We're in the final. God knows how we've managed it, but we have. It's tonight. It's not the World Cup, the Champions League or Wimbledon. It's the playoffs final for the fifth division of an advertising and media softball league. But it will mean everything to us.

It started as a bit of a laugh, a chance for us to dust off our disused trainers and haul our creaky bones to Regent's Park once a week. We jokingly named ourselves the 'Atoms' after the Simpsons' Springfield team. I don't think any of us expected much. If I'm honest, I nearly didn't make it beyond the first training session. Faced with legions of huge blokes throwing and catching like they'd been doing it all their lives, (they had), the sheer terror of school rounders sessions came flooding back in all its 'near-last-to-be-picked' misery. I can't catch. I throw 'like a girl'. I am basically useless. I'm a music journalist for Pete's sake. I'm not supposed to be good at sport. I'm supposed to be having a fag cynically on the sidelines.

But I did make myself go back, as did a few of the others, and week by week, we started to become a team. And despite being a raggle taggle bunch of ne'er-do-wells, we started to win - nine games consecutively at one point - which is how we have found ourselves in this position.

Earlier this week, Stephen Fry posted a beautiful paean to his beloved Norwich City Football Club, 'An open letter to all who despise sport and especially football' in which he explained, in spite of a family indifferent to sport in all forms, he's become obsessed with following darts, snooker, cricket and especially football. Conversely, I grew up around a sports-obsessive - my dad was always watching the F1, snooker and having baseball and American Football games shipped over on VHS by relatives. He even started dragging me to Loftus Road from the age of three.

And as the long-term girlfriend of the biggest Norwich City fan in the world (bigger even than Stephen Fry), I fully recognise the importance of following the fortunes of your chosen team.

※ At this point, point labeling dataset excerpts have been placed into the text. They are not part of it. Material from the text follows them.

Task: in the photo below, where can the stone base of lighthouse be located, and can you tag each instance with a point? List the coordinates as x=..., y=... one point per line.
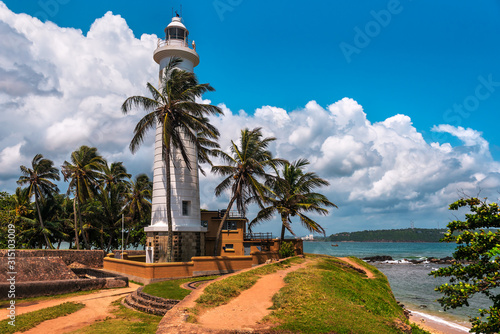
x=185, y=245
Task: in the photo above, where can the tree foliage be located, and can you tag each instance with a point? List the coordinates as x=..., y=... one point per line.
x=477, y=266
x=102, y=193
x=290, y=194
x=173, y=109
x=245, y=171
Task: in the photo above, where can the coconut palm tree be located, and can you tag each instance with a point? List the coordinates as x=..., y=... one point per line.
x=173, y=108
x=291, y=195
x=245, y=170
x=115, y=173
x=83, y=174
x=39, y=180
x=138, y=200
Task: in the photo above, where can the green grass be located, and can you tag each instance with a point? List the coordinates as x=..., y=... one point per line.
x=29, y=320
x=127, y=321
x=172, y=289
x=223, y=291
x=327, y=297
x=22, y=301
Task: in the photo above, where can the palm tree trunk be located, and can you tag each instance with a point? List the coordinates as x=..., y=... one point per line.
x=47, y=242
x=85, y=243
x=219, y=230
x=284, y=219
x=169, y=206
x=77, y=243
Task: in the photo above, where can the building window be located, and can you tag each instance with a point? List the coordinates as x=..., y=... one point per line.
x=186, y=208
x=229, y=225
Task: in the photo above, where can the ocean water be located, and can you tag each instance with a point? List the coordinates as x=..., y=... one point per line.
x=410, y=283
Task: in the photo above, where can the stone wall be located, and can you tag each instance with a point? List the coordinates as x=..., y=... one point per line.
x=102, y=280
x=30, y=269
x=185, y=245
x=91, y=258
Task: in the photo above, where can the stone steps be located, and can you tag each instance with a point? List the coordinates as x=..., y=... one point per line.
x=149, y=304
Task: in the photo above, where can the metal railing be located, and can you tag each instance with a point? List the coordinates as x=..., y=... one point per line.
x=258, y=236
x=232, y=214
x=173, y=41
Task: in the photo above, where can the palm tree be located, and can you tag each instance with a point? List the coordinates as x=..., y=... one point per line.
x=245, y=166
x=138, y=200
x=173, y=108
x=291, y=195
x=115, y=173
x=83, y=173
x=39, y=183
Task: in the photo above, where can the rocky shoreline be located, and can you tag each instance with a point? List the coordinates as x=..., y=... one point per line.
x=386, y=258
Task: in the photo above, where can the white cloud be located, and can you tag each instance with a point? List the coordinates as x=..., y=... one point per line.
x=60, y=89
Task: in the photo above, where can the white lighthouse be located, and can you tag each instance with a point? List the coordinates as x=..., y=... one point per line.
x=189, y=238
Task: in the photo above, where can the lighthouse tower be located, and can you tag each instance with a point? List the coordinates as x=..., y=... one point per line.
x=189, y=235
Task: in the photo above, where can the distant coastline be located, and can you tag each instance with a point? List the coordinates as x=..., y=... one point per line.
x=400, y=235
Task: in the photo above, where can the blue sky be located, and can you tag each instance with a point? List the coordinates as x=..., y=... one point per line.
x=435, y=63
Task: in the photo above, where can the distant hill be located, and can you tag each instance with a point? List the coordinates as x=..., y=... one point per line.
x=403, y=235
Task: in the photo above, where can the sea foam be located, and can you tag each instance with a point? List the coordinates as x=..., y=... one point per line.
x=441, y=321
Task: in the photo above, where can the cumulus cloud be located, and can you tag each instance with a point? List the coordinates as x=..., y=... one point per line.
x=60, y=89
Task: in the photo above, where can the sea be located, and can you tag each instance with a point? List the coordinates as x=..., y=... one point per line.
x=411, y=284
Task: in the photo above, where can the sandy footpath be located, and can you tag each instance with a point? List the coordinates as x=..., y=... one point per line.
x=436, y=325
x=97, y=307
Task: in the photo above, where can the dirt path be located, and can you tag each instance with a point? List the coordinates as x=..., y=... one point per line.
x=369, y=274
x=243, y=313
x=97, y=307
x=250, y=306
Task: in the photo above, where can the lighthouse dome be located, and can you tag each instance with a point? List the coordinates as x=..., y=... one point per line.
x=176, y=30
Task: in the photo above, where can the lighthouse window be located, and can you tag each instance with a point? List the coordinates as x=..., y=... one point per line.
x=186, y=208
x=176, y=33
x=229, y=225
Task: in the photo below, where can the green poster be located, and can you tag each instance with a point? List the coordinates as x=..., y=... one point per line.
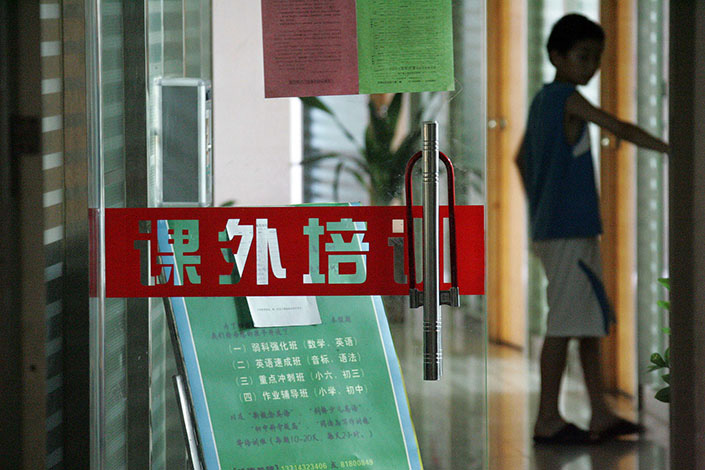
x=294, y=398
x=404, y=45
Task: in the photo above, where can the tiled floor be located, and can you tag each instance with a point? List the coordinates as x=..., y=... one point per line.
x=450, y=415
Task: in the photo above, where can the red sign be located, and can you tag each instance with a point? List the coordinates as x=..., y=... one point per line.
x=271, y=251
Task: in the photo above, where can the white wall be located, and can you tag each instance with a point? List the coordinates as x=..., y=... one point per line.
x=255, y=140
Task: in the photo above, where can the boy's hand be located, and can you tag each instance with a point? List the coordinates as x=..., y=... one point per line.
x=577, y=106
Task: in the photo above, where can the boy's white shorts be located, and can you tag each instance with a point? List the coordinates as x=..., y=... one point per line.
x=577, y=303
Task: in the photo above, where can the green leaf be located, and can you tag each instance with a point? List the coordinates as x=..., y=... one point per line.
x=665, y=282
x=657, y=360
x=318, y=157
x=315, y=102
x=667, y=357
x=393, y=111
x=664, y=395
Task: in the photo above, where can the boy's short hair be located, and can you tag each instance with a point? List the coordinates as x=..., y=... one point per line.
x=571, y=29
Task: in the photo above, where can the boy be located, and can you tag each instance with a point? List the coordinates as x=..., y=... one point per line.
x=556, y=166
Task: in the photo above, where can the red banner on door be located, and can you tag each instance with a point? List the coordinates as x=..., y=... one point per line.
x=272, y=251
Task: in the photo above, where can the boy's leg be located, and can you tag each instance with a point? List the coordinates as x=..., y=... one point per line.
x=553, y=359
x=602, y=415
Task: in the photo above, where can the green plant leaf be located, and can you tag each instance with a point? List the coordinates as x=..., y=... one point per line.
x=657, y=360
x=315, y=102
x=665, y=282
x=393, y=111
x=667, y=357
x=664, y=395
x=318, y=157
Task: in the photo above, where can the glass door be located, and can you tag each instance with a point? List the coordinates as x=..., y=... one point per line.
x=130, y=45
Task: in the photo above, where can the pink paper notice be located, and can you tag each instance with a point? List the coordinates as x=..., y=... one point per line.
x=310, y=47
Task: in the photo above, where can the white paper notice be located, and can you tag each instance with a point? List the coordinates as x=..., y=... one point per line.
x=283, y=311
x=271, y=311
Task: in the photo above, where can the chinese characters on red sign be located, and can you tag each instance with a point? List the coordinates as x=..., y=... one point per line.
x=272, y=251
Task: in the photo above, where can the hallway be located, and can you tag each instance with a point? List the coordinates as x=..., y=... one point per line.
x=448, y=415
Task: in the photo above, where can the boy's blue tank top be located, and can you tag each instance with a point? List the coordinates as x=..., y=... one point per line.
x=559, y=177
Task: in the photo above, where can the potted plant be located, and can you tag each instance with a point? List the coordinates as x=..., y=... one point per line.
x=380, y=159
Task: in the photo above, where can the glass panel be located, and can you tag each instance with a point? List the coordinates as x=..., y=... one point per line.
x=178, y=43
x=449, y=415
x=652, y=252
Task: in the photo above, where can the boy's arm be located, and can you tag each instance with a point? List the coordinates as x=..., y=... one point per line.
x=578, y=106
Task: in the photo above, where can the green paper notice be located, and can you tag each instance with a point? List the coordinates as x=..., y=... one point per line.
x=405, y=45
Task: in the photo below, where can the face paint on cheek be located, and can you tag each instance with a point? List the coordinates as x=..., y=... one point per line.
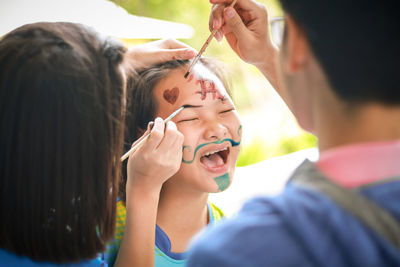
x=223, y=181
x=171, y=95
x=206, y=88
x=190, y=78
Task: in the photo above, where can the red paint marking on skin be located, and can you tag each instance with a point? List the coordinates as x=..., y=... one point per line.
x=171, y=95
x=208, y=87
x=190, y=78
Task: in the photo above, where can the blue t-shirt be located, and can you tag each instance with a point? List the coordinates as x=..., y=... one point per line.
x=10, y=259
x=300, y=227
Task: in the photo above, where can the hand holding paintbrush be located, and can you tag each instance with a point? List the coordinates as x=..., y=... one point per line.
x=205, y=45
x=144, y=138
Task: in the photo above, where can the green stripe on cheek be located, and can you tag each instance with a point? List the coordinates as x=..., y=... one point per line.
x=223, y=181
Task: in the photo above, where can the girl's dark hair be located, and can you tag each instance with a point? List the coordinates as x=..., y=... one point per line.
x=61, y=118
x=142, y=105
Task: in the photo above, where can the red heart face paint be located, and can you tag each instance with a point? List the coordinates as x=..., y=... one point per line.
x=171, y=95
x=190, y=78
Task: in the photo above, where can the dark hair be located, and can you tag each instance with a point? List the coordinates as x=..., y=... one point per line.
x=357, y=45
x=61, y=118
x=142, y=105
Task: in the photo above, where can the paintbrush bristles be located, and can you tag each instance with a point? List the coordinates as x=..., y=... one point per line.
x=136, y=146
x=205, y=45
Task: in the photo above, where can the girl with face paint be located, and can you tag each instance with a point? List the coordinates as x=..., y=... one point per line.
x=211, y=132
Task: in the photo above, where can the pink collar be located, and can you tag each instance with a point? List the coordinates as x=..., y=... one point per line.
x=358, y=164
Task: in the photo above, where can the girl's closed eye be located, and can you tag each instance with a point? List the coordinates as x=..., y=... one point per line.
x=227, y=110
x=188, y=119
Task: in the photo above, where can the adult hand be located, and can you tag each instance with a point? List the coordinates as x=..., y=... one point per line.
x=156, y=160
x=245, y=27
x=149, y=54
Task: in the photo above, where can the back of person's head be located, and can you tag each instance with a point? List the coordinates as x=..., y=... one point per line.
x=141, y=103
x=356, y=44
x=61, y=101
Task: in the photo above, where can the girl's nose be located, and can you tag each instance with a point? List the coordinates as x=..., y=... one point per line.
x=215, y=131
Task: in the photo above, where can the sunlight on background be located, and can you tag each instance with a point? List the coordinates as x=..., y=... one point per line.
x=105, y=16
x=269, y=129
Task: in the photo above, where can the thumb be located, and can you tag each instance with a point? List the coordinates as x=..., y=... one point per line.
x=235, y=23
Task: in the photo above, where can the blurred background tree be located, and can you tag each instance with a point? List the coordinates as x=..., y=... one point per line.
x=269, y=128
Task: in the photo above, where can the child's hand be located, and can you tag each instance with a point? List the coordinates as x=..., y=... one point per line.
x=157, y=159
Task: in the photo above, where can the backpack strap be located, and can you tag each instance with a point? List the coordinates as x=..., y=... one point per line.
x=366, y=211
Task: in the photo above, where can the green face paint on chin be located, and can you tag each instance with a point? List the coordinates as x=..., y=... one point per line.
x=223, y=181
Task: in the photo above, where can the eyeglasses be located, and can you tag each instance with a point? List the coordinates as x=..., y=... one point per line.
x=277, y=30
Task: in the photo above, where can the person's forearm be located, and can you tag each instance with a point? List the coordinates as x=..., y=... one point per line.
x=137, y=247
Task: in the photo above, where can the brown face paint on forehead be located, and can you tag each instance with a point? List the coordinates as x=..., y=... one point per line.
x=208, y=87
x=190, y=78
x=171, y=95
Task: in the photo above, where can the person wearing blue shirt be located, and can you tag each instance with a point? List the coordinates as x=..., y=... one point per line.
x=337, y=69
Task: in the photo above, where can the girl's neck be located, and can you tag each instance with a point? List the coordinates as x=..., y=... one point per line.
x=181, y=215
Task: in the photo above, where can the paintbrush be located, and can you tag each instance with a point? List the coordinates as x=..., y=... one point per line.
x=203, y=48
x=137, y=145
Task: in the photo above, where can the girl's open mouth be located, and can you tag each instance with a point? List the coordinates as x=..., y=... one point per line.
x=216, y=160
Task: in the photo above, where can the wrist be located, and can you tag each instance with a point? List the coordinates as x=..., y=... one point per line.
x=142, y=194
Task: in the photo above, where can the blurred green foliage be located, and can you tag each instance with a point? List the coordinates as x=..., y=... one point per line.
x=196, y=14
x=257, y=150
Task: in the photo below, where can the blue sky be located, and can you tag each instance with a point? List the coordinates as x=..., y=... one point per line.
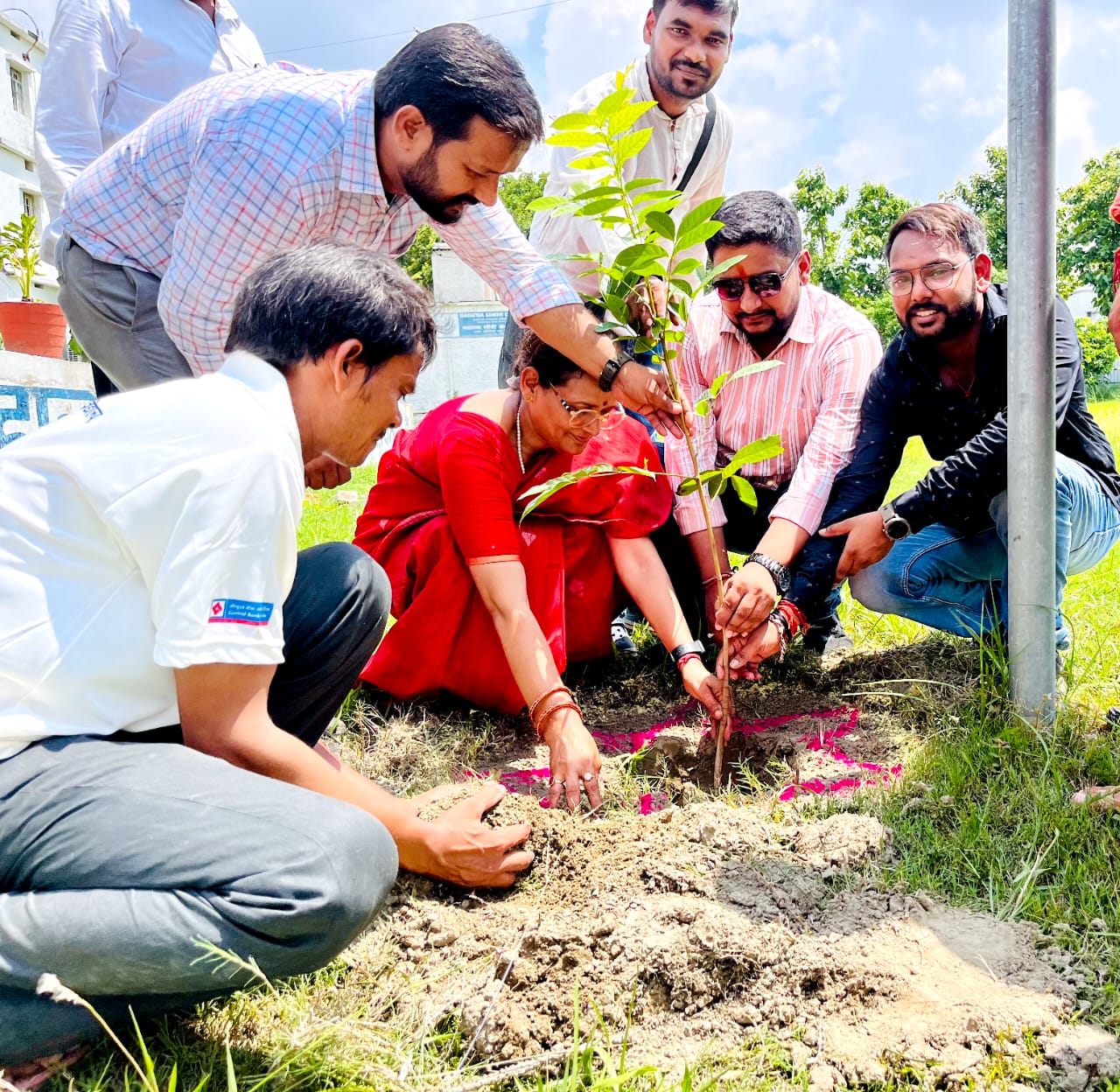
x=872, y=90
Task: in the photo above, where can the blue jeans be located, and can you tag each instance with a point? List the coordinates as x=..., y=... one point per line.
x=118, y=854
x=956, y=580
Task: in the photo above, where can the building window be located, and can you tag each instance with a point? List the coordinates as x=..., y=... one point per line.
x=18, y=91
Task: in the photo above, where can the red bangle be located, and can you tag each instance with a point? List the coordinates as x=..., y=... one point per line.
x=793, y=615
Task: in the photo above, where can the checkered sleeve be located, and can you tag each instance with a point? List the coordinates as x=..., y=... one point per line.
x=240, y=207
x=492, y=244
x=832, y=440
x=689, y=510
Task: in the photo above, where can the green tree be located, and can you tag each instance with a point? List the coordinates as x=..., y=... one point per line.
x=866, y=225
x=416, y=259
x=818, y=202
x=1087, y=235
x=1099, y=351
x=984, y=192
x=518, y=192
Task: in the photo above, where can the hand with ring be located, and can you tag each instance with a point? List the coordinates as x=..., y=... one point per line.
x=574, y=760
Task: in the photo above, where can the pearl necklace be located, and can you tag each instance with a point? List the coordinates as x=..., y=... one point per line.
x=521, y=458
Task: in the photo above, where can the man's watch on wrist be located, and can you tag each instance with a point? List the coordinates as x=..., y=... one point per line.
x=779, y=572
x=894, y=525
x=612, y=368
x=689, y=648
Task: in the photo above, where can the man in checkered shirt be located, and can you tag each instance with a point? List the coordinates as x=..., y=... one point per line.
x=161, y=230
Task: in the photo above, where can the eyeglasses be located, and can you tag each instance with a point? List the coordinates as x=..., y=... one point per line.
x=934, y=276
x=762, y=284
x=599, y=420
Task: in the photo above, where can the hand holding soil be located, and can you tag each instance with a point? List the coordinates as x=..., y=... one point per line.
x=574, y=760
x=706, y=688
x=458, y=847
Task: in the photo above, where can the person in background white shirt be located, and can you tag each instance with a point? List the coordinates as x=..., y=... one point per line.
x=112, y=64
x=690, y=42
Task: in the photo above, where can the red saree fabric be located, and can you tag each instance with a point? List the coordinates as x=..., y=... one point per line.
x=447, y=497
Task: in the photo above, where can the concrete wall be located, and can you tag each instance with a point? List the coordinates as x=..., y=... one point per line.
x=35, y=391
x=24, y=52
x=471, y=323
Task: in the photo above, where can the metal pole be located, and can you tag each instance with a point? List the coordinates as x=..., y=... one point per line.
x=1032, y=64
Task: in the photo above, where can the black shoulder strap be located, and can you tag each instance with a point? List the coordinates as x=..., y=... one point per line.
x=709, y=124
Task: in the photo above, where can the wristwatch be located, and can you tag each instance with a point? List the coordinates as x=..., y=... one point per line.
x=612, y=368
x=689, y=648
x=779, y=571
x=894, y=525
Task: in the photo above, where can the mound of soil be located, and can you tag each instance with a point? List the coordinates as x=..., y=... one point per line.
x=703, y=923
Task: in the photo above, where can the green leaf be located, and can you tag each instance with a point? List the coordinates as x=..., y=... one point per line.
x=661, y=223
x=745, y=491
x=701, y=214
x=759, y=452
x=628, y=144
x=550, y=488
x=591, y=163
x=597, y=207
x=642, y=183
x=687, y=267
x=611, y=104
x=717, y=383
x=696, y=235
x=574, y=121
x=575, y=139
x=625, y=116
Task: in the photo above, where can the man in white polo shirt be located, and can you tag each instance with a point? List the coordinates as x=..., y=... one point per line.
x=151, y=596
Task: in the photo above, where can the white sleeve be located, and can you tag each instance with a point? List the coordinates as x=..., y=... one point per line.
x=80, y=67
x=215, y=542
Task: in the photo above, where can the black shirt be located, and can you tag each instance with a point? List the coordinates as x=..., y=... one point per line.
x=905, y=398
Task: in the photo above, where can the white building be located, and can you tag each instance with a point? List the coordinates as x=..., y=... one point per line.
x=24, y=52
x=471, y=322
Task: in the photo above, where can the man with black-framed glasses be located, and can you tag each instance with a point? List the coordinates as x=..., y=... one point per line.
x=822, y=351
x=938, y=552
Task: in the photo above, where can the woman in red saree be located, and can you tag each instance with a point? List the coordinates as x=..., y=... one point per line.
x=494, y=609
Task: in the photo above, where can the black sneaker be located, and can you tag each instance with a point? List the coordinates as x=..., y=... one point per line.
x=826, y=637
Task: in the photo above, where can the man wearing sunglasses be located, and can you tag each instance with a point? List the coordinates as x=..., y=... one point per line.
x=938, y=552
x=815, y=354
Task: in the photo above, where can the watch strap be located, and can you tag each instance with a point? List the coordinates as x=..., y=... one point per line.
x=689, y=648
x=780, y=572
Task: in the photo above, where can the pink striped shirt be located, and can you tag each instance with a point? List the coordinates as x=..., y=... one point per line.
x=812, y=401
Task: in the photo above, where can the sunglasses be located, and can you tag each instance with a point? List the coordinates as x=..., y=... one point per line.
x=762, y=284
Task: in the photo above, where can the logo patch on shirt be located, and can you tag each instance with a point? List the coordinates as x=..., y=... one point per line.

The civic pride, the highs and the epic lows are all laid out in their full agony and ecstasy with NCFC. From promotion to the Premier League, to double relegation, to the double promotion of the last two seasons - to describe following Norwich as a rollercoaster ride of emotions would be an understatement. And therein lies the beauty. As Fry put it: "For all that it [Norwich] only rarely has a chance to dine at the top table this is reason enough to celebrate its small victories."

As a fan, you follow your team in all weathers, through fortune and misfortune, and here lies the parallel with being in a team. The Atoms turned up to train in the pouring rain last night, we practise until the light gives out, and if it snows tonight, we'll be there.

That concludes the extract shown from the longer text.